Signal’s president reveals the cost of running the privacy-preserving platform—not just to drum up donations, but to call out the for-profit surveillance business models it competes against.
The encrypted messaging and calling app Signal has become a one-of-a-kind phenomenon in the tech world: It has grown from the preferred encrypted messenger for the paranoid privacy elite into a legitimately mainstream service with hundreds of millions of installs worldwide. And it has done this entirely as a nonprofit effort, with no venture capital or monetization model, all while holding its own against the best-funded Silicon Valley competitors in the world, like WhatsApp, Facebook Messenger, Gmail, and iMessage.
Today, Signal is revealing something about what it takes to pull that off—and it’s not cheap. For the first time, the Signal Foundation that runs the app has published a full breakdown of Signal’s operating costs: around $40 million this year, projected to hit $50 million by 2025.
Signal’s president, Meredith Whittaker, says her decision to publish the detailed cost numbers in a blog post for the first time—going well beyond the IRS disclosures legally required of nonprofits—was more than just as a frank appeal for year-end donations. By revealing the price of operating a modern communications service, she says, she wanted to call attention to how competitors pay these same expenses: either by profiting directly from monetizing users’ data or, she argues, by locking users into networks that very often operate with that same corporate surveillance business model.
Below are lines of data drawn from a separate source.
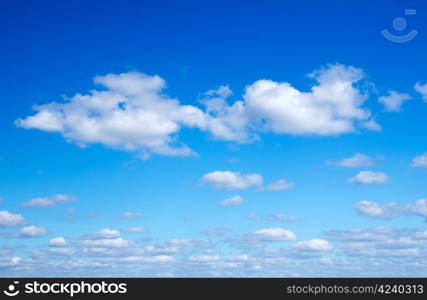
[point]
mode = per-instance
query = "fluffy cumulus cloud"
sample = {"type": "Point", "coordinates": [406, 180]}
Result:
{"type": "Point", "coordinates": [232, 201]}
{"type": "Point", "coordinates": [49, 201]}
{"type": "Point", "coordinates": [391, 210]}
{"type": "Point", "coordinates": [393, 101]}
{"type": "Point", "coordinates": [32, 231]}
{"type": "Point", "coordinates": [420, 161]}
{"type": "Point", "coordinates": [311, 248]}
{"type": "Point", "coordinates": [355, 161]}
{"type": "Point", "coordinates": [130, 216]}
{"type": "Point", "coordinates": [105, 233]}
{"type": "Point", "coordinates": [232, 180]}
{"type": "Point", "coordinates": [279, 185]}
{"type": "Point", "coordinates": [219, 231]}
{"type": "Point", "coordinates": [136, 230]}
{"type": "Point", "coordinates": [284, 218]}
{"type": "Point", "coordinates": [58, 242]}
{"type": "Point", "coordinates": [274, 234]}
{"type": "Point", "coordinates": [8, 219]}
{"type": "Point", "coordinates": [131, 112]}
{"type": "Point", "coordinates": [422, 89]}
{"type": "Point", "coordinates": [331, 107]}
{"type": "Point", "coordinates": [369, 177]}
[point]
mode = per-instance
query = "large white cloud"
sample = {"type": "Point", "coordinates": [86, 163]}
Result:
{"type": "Point", "coordinates": [391, 210]}
{"type": "Point", "coordinates": [369, 177]}
{"type": "Point", "coordinates": [232, 180]}
{"type": "Point", "coordinates": [331, 107]}
{"type": "Point", "coordinates": [49, 201]}
{"type": "Point", "coordinates": [8, 219]}
{"type": "Point", "coordinates": [132, 113]}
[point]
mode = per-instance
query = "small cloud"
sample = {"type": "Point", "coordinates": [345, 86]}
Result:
{"type": "Point", "coordinates": [49, 201]}
{"type": "Point", "coordinates": [233, 201]}
{"type": "Point", "coordinates": [219, 231]}
{"type": "Point", "coordinates": [369, 177]}
{"type": "Point", "coordinates": [284, 218]}
{"type": "Point", "coordinates": [130, 216]}
{"type": "Point", "coordinates": [105, 233]}
{"type": "Point", "coordinates": [232, 180]}
{"type": "Point", "coordinates": [422, 89]}
{"type": "Point", "coordinates": [420, 161]}
{"type": "Point", "coordinates": [32, 231]}
{"type": "Point", "coordinates": [356, 161]}
{"type": "Point", "coordinates": [371, 125]}
{"type": "Point", "coordinates": [394, 101]}
{"type": "Point", "coordinates": [253, 216]}
{"type": "Point", "coordinates": [136, 230]}
{"type": "Point", "coordinates": [8, 219]}
{"type": "Point", "coordinates": [58, 242]}
{"type": "Point", "coordinates": [274, 234]}
{"type": "Point", "coordinates": [279, 185]}
{"type": "Point", "coordinates": [92, 215]}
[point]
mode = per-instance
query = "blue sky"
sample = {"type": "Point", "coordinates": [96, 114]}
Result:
{"type": "Point", "coordinates": [219, 138]}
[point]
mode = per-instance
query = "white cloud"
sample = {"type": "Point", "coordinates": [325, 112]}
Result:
{"type": "Point", "coordinates": [372, 125]}
{"type": "Point", "coordinates": [356, 161]}
{"type": "Point", "coordinates": [232, 180]}
{"type": "Point", "coordinates": [232, 201]}
{"type": "Point", "coordinates": [150, 259]}
{"type": "Point", "coordinates": [369, 177]}
{"type": "Point", "coordinates": [8, 219]}
{"type": "Point", "coordinates": [274, 234]}
{"type": "Point", "coordinates": [136, 230]}
{"type": "Point", "coordinates": [130, 216]}
{"type": "Point", "coordinates": [313, 245]}
{"type": "Point", "coordinates": [49, 201]}
{"type": "Point", "coordinates": [106, 243]}
{"type": "Point", "coordinates": [253, 216]}
{"type": "Point", "coordinates": [32, 231]}
{"type": "Point", "coordinates": [58, 242]}
{"type": "Point", "coordinates": [422, 89]}
{"type": "Point", "coordinates": [377, 210]}
{"type": "Point", "coordinates": [391, 210]}
{"type": "Point", "coordinates": [131, 114]}
{"type": "Point", "coordinates": [279, 185]}
{"type": "Point", "coordinates": [420, 161]}
{"type": "Point", "coordinates": [284, 218]}
{"type": "Point", "coordinates": [394, 101]}
{"type": "Point", "coordinates": [330, 108]}
{"type": "Point", "coordinates": [219, 231]}
{"type": "Point", "coordinates": [204, 258]}
{"type": "Point", "coordinates": [105, 233]}
{"type": "Point", "coordinates": [61, 251]}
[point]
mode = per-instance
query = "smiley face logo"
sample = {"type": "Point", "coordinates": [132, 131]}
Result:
{"type": "Point", "coordinates": [11, 290]}
{"type": "Point", "coordinates": [400, 24]}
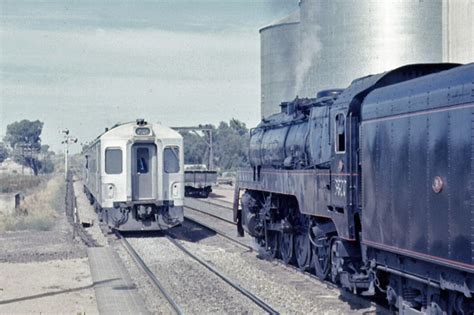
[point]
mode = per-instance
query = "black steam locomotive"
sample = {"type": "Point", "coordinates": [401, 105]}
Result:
{"type": "Point", "coordinates": [372, 187]}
“By being honest about these costs ourselves, we believe that helps provide a view of the engine of the tech industry, the surveillance business model, that is not always apparent to people,” Whittaker tells WIRED. Running a service like Signal—or WhatsApp or Gmail or Telegram—is, she says, “surprisingly expensive. You may not know that, and there’s a good reason you don’t know that, and it’s because it’s not something that companies who pay those expenses via surveillance want you to know.”
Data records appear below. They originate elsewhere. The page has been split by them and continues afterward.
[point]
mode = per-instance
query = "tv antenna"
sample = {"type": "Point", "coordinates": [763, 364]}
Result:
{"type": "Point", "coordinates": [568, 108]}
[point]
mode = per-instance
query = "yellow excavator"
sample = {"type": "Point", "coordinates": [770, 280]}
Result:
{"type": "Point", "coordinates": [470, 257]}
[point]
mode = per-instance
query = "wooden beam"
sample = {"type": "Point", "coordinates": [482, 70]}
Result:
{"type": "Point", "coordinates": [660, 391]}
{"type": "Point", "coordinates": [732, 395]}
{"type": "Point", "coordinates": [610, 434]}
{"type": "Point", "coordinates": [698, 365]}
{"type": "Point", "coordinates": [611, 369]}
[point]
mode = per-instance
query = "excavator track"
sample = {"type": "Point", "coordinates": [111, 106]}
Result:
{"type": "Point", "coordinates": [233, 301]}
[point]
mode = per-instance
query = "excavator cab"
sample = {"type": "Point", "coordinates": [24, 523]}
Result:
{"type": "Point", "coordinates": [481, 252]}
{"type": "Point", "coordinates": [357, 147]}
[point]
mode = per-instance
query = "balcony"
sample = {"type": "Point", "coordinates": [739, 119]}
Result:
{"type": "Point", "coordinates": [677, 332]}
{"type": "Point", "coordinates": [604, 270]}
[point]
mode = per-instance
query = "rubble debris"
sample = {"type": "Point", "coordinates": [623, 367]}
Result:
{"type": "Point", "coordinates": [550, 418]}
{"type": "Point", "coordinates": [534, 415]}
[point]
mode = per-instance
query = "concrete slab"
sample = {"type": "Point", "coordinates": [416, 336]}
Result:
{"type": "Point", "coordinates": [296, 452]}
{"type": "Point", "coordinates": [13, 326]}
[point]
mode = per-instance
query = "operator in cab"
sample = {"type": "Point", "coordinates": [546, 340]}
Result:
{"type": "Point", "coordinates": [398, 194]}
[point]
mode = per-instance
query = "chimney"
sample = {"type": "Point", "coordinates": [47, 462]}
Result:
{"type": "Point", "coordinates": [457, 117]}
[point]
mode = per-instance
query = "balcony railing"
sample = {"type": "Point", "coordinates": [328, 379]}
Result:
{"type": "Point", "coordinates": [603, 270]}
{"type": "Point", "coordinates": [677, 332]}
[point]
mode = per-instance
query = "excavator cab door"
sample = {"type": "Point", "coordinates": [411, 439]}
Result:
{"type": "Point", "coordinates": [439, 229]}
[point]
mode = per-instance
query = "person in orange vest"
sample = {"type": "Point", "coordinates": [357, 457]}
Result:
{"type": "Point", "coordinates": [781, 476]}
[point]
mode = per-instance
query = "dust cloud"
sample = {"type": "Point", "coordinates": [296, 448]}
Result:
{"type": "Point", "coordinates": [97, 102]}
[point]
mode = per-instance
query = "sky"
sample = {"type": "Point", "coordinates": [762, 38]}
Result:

Signal pays $14 million a year in infrastructure costs, for instance, including the price of servers, bandwidth, and storage. It uses about 20 petabytes per year of bandwidth, or 20 million gigabytes, to enable voice and video calling alone, which comes to $1.7 million a year. The biggest chunk of those infrastructure costs, fully $6 million annually, goes to telecom firms to pay for the SMS text messages Signal uses to send registration codes to verify new Signal accounts’ phone numbers. That cost has gone up, Signal says, as telecom firms charge more for those text messages in an effort to offset the shrinking use of SMS in favor of cheaper services like Signal and WhatsApp worldwide.
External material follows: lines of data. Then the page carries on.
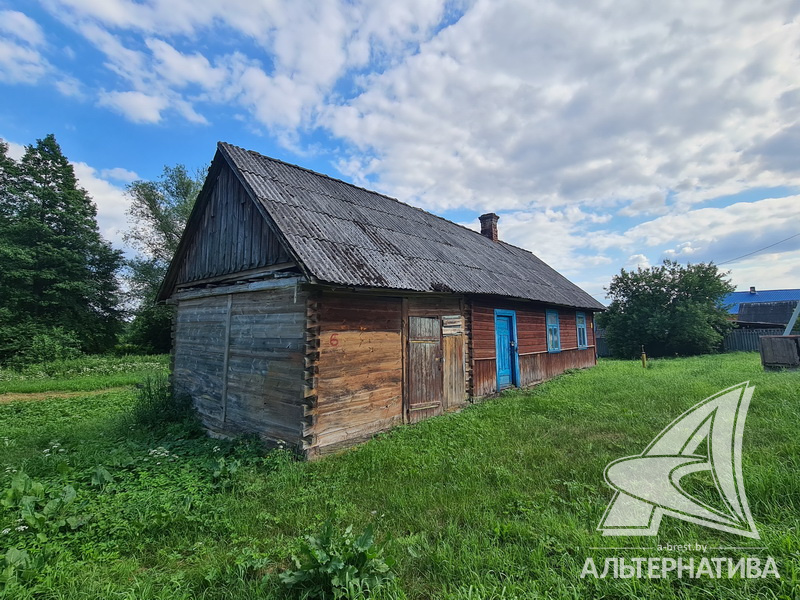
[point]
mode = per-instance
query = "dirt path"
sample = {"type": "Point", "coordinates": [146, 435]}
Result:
{"type": "Point", "coordinates": [16, 397]}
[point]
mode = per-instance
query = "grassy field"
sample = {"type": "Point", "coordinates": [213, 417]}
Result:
{"type": "Point", "coordinates": [499, 501]}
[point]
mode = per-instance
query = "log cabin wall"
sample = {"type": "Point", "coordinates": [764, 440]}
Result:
{"type": "Point", "coordinates": [359, 374]}
{"type": "Point", "coordinates": [536, 364]}
{"type": "Point", "coordinates": [239, 356]}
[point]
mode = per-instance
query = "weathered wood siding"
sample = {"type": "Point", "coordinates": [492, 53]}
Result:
{"type": "Point", "coordinates": [231, 237]}
{"type": "Point", "coordinates": [359, 379]}
{"type": "Point", "coordinates": [240, 357]}
{"type": "Point", "coordinates": [535, 362]}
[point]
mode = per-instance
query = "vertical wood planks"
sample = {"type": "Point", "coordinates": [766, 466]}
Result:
{"type": "Point", "coordinates": [232, 235]}
{"type": "Point", "coordinates": [359, 384]}
{"type": "Point", "coordinates": [240, 358]}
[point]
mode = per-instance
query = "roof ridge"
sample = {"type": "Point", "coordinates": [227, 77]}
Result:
{"type": "Point", "coordinates": [358, 187]}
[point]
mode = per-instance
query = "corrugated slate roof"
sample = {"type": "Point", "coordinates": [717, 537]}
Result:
{"type": "Point", "coordinates": [737, 298]}
{"type": "Point", "coordinates": [350, 236]}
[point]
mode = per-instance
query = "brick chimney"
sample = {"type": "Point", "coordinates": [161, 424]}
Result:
{"type": "Point", "coordinates": [489, 225]}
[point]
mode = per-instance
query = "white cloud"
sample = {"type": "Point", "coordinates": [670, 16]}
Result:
{"type": "Point", "coordinates": [637, 261]}
{"type": "Point", "coordinates": [520, 105]}
{"type": "Point", "coordinates": [136, 106]}
{"type": "Point", "coordinates": [22, 27]}
{"type": "Point", "coordinates": [119, 174]}
{"type": "Point", "coordinates": [15, 151]}
{"type": "Point", "coordinates": [21, 64]}
{"type": "Point", "coordinates": [110, 199]}
{"type": "Point", "coordinates": [310, 46]}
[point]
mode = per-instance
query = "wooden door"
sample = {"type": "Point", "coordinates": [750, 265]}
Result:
{"type": "Point", "coordinates": [504, 339]}
{"type": "Point", "coordinates": [425, 382]}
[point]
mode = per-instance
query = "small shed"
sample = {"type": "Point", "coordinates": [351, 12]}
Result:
{"type": "Point", "coordinates": [316, 313]}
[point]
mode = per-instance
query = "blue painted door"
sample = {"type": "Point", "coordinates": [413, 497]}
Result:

Another $19 million a year or so out of Signal’s budget pays for its staff. Signal now employs about 50 people, a far larger team than a few years ago. In 2016, Signal had just three full-time employees working in a single room in a coworking space in San Francisco. “People didn’t take vacations,” Whittaker says. “People didn’t get on planes because they didn’t want to be offline if there was an outage or something.” While that skeleton-crew era is over—Whittaker says it wasn’t sustainable for those few overworked staffers—she argues that a team of 50 people is still a tiny number compared to services with similar-sized user bases, which often have thousands of employees.